Not much can be wrong with you if you can laugh like that! I’ve never felt such a carelessness of spirit from you. I caught the boy’s sense of amazement and wonder.

An instant later, Chade echoed it. What has come over you? Are you drunk?

No. I am whole and well healed. And so is the Fool. But my tale will keep. Does all go well with you? Has our prince well and truly won his bride? Thick has told me a wild bit of tale about a dragon’s head on the mothershouse hearth. Is it true? Who killed Icefyre?

No one killed the dragon. It was just his head he placed there. But, yes, it seems to be done and settled. Chade replied with grim satisfaction. Now that we know you are safe, we can sail tomorrow. That is, if Dutiful can find the courage to tell his bride she must come home with him.

I but allow her time to be sure it is her will that she follows in this, Dutiful replied sternly.

I do not understand.
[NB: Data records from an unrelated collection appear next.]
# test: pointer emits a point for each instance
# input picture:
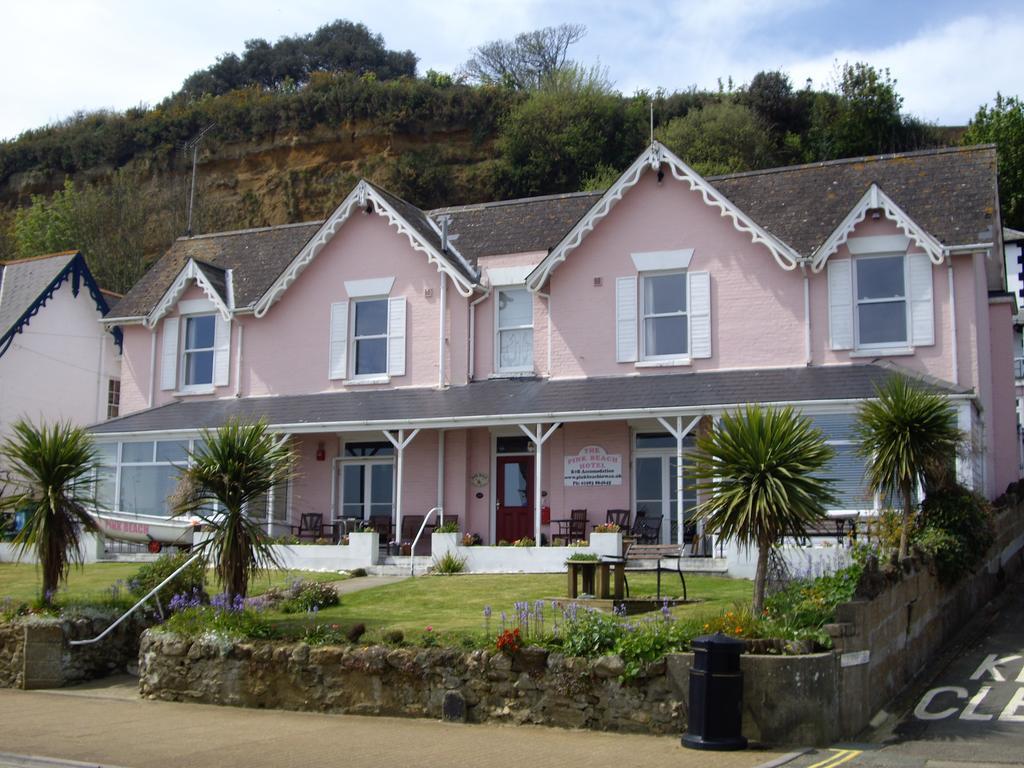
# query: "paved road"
(111, 726)
(969, 711)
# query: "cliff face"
(296, 177)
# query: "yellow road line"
(841, 756)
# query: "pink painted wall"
(757, 307)
(484, 363)
(287, 350)
(1006, 449)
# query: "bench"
(638, 554)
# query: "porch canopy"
(535, 406)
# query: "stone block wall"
(786, 699)
(883, 643)
(35, 652)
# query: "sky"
(947, 56)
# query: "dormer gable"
(652, 160)
(424, 235)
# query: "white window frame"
(183, 352)
(858, 302)
(353, 340)
(506, 370)
(644, 315)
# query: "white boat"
(174, 531)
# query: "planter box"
(606, 545)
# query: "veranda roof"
(523, 400)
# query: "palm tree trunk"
(761, 577)
(905, 532)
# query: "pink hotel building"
(514, 360)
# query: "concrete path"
(365, 583)
(111, 726)
(966, 712)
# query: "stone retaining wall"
(35, 652)
(885, 642)
(787, 699)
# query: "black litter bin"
(716, 694)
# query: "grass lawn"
(92, 583)
(455, 603)
(448, 603)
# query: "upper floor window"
(198, 349)
(514, 331)
(666, 332)
(881, 296)
(370, 337)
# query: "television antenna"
(193, 144)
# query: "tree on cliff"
(525, 62)
(759, 472)
(231, 468)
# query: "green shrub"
(189, 581)
(954, 530)
(450, 563)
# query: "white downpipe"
(440, 334)
(472, 333)
(807, 313)
(399, 448)
(153, 366)
(952, 322)
(547, 297)
(416, 540)
(538, 438)
(440, 471)
(238, 364)
(679, 433)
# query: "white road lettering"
(991, 666)
(969, 711)
(921, 711)
(1009, 714)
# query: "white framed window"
(665, 328)
(198, 346)
(513, 331)
(881, 297)
(370, 322)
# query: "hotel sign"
(592, 467)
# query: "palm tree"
(51, 473)
(905, 434)
(231, 468)
(759, 472)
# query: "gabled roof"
(651, 160)
(256, 258)
(949, 193)
(518, 400)
(406, 218)
(515, 225)
(27, 285)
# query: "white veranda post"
(677, 431)
(538, 437)
(399, 449)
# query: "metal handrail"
(134, 607)
(426, 519)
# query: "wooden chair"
(619, 516)
(310, 526)
(572, 528)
Would someone start at the beginning and tell the tale?

And then it was that I heard in full, from both Chade and Dutiful, with excited asides from Thick, of how Nettle had bedevilled and nagged Tintaglia, troubling her dreams and her waking hours, importuning her to pay back the puny humans who had suffered so much so that Icefyre could fly free. Tintaglia in her turn had driven Icefyre much as a pigeon drives his mate to the nest, back to Zylig, where the dragons presented themselves to the Hetgurd still convened there, and then on to Mayle Island and Wuislington.